Когда до Изяславля оставалось всего ничего, Изяслава подкараулил, улучив миг, Ольбег Ратиборыч.
Боярина Ольбега побаивались даже свои. Ещё с юности сын посадника Ратибора отличался жестоким нравом. Не будь подле Изяслава, Лагожск был бы разграблен и сожжён дотла, невзирая ни на что. А так ратники ограничились тем, что взяли до дороге несколько деревушек - капля в море, если судить, сколько добра, скота и холопов можно было добыть в Лагожске. Мучаясь от того, что некого жечь и грабить, воевода ловил каждый миг, чтобы шептать Изяславу на ухо.
- Княже, - начал он, отъезжая вместе с князем в сторонку, - ты только прикажи - мы лагожан вмиг повяжем. И князя тоже! И бояр! Коней в табуны пригоним, холопов наберётся - без числа! А за князя выкуп взять можно!
- Ты что, боярин! Как можно? Сейчас...
- Сейчас оно, верно, несподручно, - Ольбег Ратиборыч озирался по сторонам - был белый день, и войско шло вдоль берега реки Свислочи. - Но до Изяславля всего десяток вёрст. Как остановимся на ночлег, так мы их...
- Нет, боярин. Князь мне сам сдался. Да и родич он мне. Сестра Ксения за ним замужем.
- Тем лучше! По-родственному с княгиней о выкупе уговоритесь.
- Нет! - повторил Изяслав. - Я слово дал!
- Эх, княже, - покачал головой боярин. - Дед твой не таким был. Он Всеславову племени, как половецкому, никогда не верил. Зря ты лагожан свободно держишь. И оружие зря оставил. Вот увидишь - как подойдём к Изяславлю, так они на нас и бросятся!
Изяслав упрямо помотал головой, отстраняя боярина, но задумался.

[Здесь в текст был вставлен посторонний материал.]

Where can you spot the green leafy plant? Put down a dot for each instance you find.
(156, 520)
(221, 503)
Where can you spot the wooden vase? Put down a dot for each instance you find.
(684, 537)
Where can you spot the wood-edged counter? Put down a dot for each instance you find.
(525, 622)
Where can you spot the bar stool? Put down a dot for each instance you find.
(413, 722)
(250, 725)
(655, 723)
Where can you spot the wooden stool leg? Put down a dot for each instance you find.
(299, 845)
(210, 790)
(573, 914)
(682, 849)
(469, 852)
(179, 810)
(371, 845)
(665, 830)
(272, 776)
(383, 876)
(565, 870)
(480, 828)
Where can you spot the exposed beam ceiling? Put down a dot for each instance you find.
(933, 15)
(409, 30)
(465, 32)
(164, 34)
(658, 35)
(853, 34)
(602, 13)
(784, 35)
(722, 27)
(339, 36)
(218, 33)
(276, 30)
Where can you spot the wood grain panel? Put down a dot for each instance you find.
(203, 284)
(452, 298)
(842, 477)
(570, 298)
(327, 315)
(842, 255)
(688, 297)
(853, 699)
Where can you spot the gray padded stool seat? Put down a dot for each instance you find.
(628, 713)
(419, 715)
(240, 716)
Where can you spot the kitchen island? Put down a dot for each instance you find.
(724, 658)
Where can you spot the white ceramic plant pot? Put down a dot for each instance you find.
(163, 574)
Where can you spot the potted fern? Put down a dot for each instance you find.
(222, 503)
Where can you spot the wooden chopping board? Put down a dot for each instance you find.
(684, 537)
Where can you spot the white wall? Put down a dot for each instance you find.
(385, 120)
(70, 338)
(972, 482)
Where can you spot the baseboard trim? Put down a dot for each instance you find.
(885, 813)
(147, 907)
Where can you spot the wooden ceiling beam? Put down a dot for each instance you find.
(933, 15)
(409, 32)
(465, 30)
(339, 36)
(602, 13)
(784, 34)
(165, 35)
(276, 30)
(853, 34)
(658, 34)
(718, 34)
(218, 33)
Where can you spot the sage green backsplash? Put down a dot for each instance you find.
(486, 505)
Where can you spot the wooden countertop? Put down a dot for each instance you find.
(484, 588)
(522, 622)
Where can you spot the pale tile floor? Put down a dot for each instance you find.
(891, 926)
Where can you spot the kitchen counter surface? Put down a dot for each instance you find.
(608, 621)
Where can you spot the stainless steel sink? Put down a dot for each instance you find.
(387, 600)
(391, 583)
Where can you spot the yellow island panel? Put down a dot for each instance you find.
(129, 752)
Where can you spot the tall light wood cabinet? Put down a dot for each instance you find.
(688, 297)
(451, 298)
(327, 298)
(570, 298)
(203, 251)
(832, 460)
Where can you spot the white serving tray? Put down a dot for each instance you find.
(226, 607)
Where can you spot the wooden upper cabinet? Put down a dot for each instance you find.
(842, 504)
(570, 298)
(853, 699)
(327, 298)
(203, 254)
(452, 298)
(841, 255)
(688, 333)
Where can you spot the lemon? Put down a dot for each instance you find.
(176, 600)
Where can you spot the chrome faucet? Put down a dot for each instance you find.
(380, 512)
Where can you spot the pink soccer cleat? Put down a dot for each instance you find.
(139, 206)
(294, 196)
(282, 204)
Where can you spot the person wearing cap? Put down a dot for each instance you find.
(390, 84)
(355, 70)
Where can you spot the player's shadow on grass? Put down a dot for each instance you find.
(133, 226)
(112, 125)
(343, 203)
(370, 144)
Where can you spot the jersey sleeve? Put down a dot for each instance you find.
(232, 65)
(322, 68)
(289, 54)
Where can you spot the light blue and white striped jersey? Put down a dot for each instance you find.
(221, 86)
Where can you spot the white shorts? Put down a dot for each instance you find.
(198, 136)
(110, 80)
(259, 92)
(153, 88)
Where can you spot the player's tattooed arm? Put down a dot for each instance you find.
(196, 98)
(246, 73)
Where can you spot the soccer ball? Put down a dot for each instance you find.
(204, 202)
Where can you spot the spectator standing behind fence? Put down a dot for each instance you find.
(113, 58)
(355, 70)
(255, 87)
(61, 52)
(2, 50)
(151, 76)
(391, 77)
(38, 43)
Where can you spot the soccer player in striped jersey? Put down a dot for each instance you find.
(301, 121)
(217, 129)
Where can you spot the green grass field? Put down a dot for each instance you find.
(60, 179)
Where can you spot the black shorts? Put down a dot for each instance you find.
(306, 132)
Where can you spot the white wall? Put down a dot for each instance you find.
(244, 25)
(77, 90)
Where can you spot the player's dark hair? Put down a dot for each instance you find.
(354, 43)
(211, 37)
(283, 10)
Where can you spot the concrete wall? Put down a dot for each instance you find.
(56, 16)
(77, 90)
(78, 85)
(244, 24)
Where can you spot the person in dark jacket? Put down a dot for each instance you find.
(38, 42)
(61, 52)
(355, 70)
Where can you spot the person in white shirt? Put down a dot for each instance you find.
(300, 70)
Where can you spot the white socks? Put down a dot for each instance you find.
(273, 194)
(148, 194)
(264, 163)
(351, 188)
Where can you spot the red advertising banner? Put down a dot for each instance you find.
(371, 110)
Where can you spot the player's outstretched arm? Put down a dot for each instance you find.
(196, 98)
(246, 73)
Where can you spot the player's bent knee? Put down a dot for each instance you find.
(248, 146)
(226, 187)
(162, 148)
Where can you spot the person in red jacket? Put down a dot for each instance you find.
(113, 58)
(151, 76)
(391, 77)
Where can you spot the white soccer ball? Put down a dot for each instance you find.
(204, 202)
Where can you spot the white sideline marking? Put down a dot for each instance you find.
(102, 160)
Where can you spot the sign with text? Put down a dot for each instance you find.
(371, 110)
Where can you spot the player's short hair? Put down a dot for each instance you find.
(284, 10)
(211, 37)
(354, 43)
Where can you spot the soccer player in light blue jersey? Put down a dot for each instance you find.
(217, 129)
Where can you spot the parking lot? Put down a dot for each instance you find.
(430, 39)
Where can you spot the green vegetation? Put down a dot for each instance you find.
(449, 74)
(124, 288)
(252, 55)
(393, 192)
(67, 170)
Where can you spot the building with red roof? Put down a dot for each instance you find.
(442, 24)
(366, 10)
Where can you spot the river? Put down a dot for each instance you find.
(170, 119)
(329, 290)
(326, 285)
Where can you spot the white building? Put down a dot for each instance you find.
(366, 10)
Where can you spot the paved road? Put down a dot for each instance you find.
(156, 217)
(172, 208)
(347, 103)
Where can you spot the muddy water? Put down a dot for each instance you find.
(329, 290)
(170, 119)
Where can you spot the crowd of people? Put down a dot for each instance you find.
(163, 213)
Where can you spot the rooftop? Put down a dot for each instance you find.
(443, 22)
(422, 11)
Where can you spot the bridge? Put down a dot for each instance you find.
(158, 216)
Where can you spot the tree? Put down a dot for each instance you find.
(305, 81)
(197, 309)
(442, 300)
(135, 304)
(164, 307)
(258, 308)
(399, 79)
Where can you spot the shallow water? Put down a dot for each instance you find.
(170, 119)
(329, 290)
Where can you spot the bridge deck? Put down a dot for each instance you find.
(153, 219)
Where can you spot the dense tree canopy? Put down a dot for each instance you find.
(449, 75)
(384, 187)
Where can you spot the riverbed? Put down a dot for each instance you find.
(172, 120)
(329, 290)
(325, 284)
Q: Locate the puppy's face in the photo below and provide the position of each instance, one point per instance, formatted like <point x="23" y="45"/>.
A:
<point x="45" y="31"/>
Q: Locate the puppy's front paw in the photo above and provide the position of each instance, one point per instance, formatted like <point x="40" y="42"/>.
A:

Изяславль был старым городом. Основал его ещё Владимир Старый Святославич, отдав своей жене полочанке Рогнеде и назвав его по имени первенца, Изяслава. Внуком его был Всеслав Чародей, отец и дед нынешних Всеславьичей. Многое помнили старые стены города. Но впервые под ними стояло такое огромное войско. Под Изяславлем встретились полки младших Мономашичей - Вячеслава Туровского и Андрея Волынского. Вместе со своими воеводами Вратиславом и Иванком Захарьичем они уже несколько дней стояли под стенами и могли бы простоять очень долго, ибо изяславльцы приготовились защищать свою княгиню и малолетнего княжича. Кроме того, они вместе с тысяцким Гнездилой ждали подмоги от князя Брячислава.
Оба Мономашича порядком успели подустать, раз за разом посылая дружины на приступ. Можно было взять город измором, пока не начали возить жито нового урожая, но у самих осаждавших в обозе было негусто. Поэтому старшие князья обрадовались, когда к ним подошёл Изяслав.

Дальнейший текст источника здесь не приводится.